O novo conselho do Primeiro Justiça, acrescentou o TSJ, poderá usar "o cartão eleitoral, o logotipo, símbolos, emblemas, cores e qualquer outro conceito típico da organização mencionada".

O TSJ, "que apenas se ocupa da ambição doentia de Maduro pelo poder, agora decide entregar o nosso partido a lixões corruptos", criticou Capriles no Twitter.

Brito defendeu a sentença em uma entrevista à VPI web TV e disse que representava uma "oposição" que busca "liderar" o país através de "canais eleitorais".

No último domingo, onze partidos da oposição anunciaram em um comunicado o boicote às próximas eleições parlamentares, programadas para este ano, embora ainda sem data marcada.

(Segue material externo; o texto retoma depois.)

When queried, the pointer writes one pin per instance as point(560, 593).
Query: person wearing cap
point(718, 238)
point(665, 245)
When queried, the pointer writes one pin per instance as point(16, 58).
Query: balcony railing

O processo foi qualificado como "farsa", depois que o TSJ nomeou uma nova direção do Conselho Nacional Eleitoral (CNE), liderada por Indira Alfonzo, uma magistrada processada pelo Canadá.

As nomeações ocorreram depois que o tribunal declarou a "omissão" do Legislativo em seu poder de eleger novos reitores do CNE, em 5 de junho.

A equipe de comunicação de Guaidó acusou Maduro de "manobra para roubar cartões, logotipos e símbolos eleitorais para tentar 'validar' o seu programa eleitoral".

O Primeiro Justiça, que surgiu como movimento civil e foi formalizado como partido político em 2000, e a Ação Democrática são as organizações com a maior representatividade da oposição na Assembleia Nacional.

O fundador do Primeiro Justiça, o exilado Julio Borges, é o representante de Relações Exteriores de Guaidó.